No other XML parser is currently supported, although it is in principle possible to plug in a third party parser provided it is capable of delivering a Saxon XdmNode or a DOM XmlNode.

SaxonCS automatically uses the XmlResolver library, which resolves a number of well-known W3C URIs to local copies of the relevant resources, and which can be configured to use a catalog file defining local locations for other URIs. Saxon configures the Microsoft XML parser to retrieve resources via this library.

HTML parsing

Parsing of HTML5 documents can be achieved by calling the XPath 4.0 function fn:parse-html(). Since SaxonCS 12, Saxon parses the supplied HTML content using AngleSharp, returning a Saxon wrapper around the resulting AngleSharp.Dom.IDocument node, from which XPath navigation is possible.

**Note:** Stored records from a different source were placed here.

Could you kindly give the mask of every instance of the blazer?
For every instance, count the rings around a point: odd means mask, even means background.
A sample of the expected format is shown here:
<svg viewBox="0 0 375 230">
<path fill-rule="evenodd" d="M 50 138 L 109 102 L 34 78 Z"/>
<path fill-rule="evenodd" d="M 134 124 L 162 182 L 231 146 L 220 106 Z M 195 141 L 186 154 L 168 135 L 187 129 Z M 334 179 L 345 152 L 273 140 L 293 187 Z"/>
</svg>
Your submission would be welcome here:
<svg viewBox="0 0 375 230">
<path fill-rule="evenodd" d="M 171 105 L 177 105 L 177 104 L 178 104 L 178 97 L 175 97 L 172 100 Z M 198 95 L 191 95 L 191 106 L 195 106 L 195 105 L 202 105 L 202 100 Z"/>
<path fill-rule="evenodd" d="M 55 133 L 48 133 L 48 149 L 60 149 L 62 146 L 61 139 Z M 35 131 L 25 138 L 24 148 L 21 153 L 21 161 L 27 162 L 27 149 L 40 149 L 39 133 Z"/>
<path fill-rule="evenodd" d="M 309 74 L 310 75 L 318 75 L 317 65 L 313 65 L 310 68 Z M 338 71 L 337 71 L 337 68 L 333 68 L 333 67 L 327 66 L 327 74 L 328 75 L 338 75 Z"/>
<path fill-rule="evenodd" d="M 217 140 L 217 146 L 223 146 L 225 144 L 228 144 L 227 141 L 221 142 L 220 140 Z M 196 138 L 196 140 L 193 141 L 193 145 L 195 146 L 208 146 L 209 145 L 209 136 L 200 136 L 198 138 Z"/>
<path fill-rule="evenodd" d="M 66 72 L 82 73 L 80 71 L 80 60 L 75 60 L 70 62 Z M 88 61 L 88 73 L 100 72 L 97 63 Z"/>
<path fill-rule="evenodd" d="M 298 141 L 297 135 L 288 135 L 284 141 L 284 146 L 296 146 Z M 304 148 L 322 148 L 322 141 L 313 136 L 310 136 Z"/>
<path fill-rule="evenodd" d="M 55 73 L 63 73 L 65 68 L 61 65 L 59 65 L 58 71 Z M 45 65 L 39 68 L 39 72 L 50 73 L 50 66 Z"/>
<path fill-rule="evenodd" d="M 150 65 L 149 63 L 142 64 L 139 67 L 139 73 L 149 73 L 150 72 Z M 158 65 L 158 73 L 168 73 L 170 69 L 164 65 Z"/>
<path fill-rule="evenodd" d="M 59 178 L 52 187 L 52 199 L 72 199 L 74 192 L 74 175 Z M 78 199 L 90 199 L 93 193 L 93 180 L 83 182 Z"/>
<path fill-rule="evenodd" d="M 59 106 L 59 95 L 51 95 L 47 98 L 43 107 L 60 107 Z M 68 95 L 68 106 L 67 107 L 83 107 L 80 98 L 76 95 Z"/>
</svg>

SaxonCS 11 used HtmlAgilityPack as the underlying parser. As well as changing the underlying technology, the function is also much more thoroughly tested since SaxonCS 12, and conformance with HTML5 has been checked by comparing the results of nearly 1400 test cases with other implementations. About 30 of these tests return different results across SaxonJ and SaxonCS; these are being investigated. The differences are almost exclusively concerned with the way in which the parser repairs erroneous HTML.

Normal HTML elements (such as <p>, <div>, etc) are delivered as element nodes whose local name is in lower-case, with the XHTML namespace URI.